PROJECT SUMMARY Invasive cervical cancer (ICC) kills nearly 311,000 women each year worldwide with an estimated 50% increase in deaths by 2040. In the U.S., ICC ranks third for average years of life lost and disproportionately affects minority groups and women of low socioeconomic status. Women with advanced or recurrent ICC soon develop resistance to current chemotherapy options, and about 90% die within 2 years. Our intent is to define clinically relevant and targetable ICC genes and pathways to improve patients’ treatments and outcomes. Our central hypothesis is that HPV integration events—and the changes they exert on the host genome and epigenome—confer a selective advantage to disease progression and provide opportunities to pinpoint genes and pathways relevant to treating ICC. Using The Cancer Genome Atlas (TCGA) ICC cohort (CESC), we developed a pipeline to identify integration detected genes (IDGs) altered by HPV integration in some ICCs and by genomic and/or epigenomic modifications in other ICCs. Elements of our pipeline focus on proximity to the integration site, clonal representation of the integration event, patient- and disease-specific gene expression, association with ICC survival, and frequency of alteration in ICC. For this proposal, we will expand our discovery pipeline to a newly completed multi-omics ICC cohort, the HTMCP (HIV+ Tumor Molecular Characterization Project), incorporating new technology and testing the functional contribution of IDGs to ICC and chemoresponse. This in-depth characterization of a plethora of IDGs will help us identify novel targets/pathways which is a critical step towards better therapy for women with ICC. To this end, we will pursue the following Specific Aims: Identify and filter IDGs from HPV integration sites in HTMCP samples using our established pipeline, long-read DNA and cDNA sequencing, and other genomic studies (Aim 1), determine the functional contribution of IDGs to ICC and their therapeutic targeting potential using siRNA-mediated KD and/or CRISPR-based gene editing in cervical cancer cell lines and orthotopic xenograft models, (Aim 2), and determine the clinical relevance and biomarker potential of IDGs (Aim 3).

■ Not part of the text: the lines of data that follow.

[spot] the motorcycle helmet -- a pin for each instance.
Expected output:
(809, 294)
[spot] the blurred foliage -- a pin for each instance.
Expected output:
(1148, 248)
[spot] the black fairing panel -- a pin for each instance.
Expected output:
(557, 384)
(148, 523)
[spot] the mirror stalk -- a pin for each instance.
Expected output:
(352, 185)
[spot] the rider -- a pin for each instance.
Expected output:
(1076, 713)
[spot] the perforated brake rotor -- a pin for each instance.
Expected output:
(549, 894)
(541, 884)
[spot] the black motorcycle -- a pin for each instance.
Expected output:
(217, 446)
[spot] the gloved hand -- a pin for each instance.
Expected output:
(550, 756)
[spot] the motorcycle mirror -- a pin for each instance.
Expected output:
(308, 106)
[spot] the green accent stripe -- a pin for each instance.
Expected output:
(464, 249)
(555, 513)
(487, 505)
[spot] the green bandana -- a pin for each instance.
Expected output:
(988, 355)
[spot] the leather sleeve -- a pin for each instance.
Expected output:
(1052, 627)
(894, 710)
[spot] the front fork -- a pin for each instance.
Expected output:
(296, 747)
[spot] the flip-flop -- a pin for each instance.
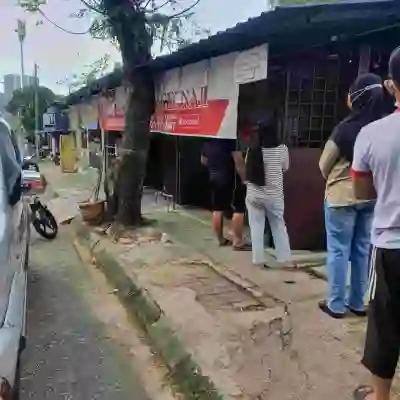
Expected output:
(243, 247)
(362, 392)
(292, 268)
(225, 242)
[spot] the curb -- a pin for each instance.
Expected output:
(137, 301)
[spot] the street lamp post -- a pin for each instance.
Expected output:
(21, 31)
(37, 116)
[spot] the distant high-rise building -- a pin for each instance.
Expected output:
(30, 80)
(12, 82)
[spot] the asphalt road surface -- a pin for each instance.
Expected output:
(71, 353)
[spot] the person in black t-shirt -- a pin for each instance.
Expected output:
(226, 169)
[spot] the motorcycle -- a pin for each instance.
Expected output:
(42, 219)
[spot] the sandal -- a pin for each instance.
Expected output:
(323, 306)
(242, 247)
(291, 267)
(362, 392)
(225, 242)
(358, 313)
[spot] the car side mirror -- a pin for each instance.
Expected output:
(26, 188)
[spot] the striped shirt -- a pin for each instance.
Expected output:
(276, 162)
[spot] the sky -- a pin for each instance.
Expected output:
(59, 54)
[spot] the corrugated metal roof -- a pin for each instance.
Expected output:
(301, 25)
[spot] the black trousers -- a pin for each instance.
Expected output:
(382, 345)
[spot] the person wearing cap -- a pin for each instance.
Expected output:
(376, 174)
(348, 220)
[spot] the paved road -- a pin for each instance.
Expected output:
(70, 355)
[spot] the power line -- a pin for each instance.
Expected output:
(60, 27)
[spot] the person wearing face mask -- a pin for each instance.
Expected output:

项目总结 浸润性宫颈癌(ICC)每年在全球范围内导致近311,000名妇女死亡，估计有50% 到2040年死亡人数增加。在美国，国际刑事法院在平均寿命损失年数和 不成比例地影响少数群体和社会经济地位较低的妇女。女性与 晚期或复发的ICC很快就会对目前的化疗方案产生耐药性，约90% 两年内死亡。我们的目的是定义临床上相关和可靶向的ICC基因和途径 改善患者的治疗和结果。我们的中心假设是HPV整合事件--以及 它们对宿主基因组和表观基因组施加的变化--赋予疾病选择性优势 进展，并提供机会，以确定与治疗ICC相关的基因和途径。vbl.使用 癌症基因组图谱(TCGA)ICC队列(CESC)，我们开发了一条管道来识别整合 某些ICC中HPV整合以及基因组和/或表观基因组改变的检测基因(IDG) 其他ICC中的修改。我们管道的要素侧重于接近整合地点、克隆 整合事件的表示、患者和疾病特定的基因表达、与 ICC存活率和ICC改变的频率。对于这项提议，我们将扩大我们的发现渠道 对于新完成的多组学ICC队列，HTMCP(HIV+肿瘤分子特征 项目)，采用新技术并测试IDG对ICC的功能贡献以及 化学反应。这种对过多IDG的深入描述将有助于我们识别新的 目标/路径，这是朝着更好地治疗ICC的妇女迈出的关键一步。为此，我们将 追求以下具体目标：识别和筛选HTMCP中HPV整合站点的IDG 样品使用我们建立的流水线，长读DNA和cDNA测序，以及其他基因组 研究(目标1)，确定IDGs对ICC的功能贡献及其治疗靶点 在宫颈癌细胞系中使用siRNA介导的KD和/或CRISPR基因编辑的可能性 原位异种移植模型(AIM 2)，并确定其临床相关性和生物标志物潜力 IDGs(目标3)。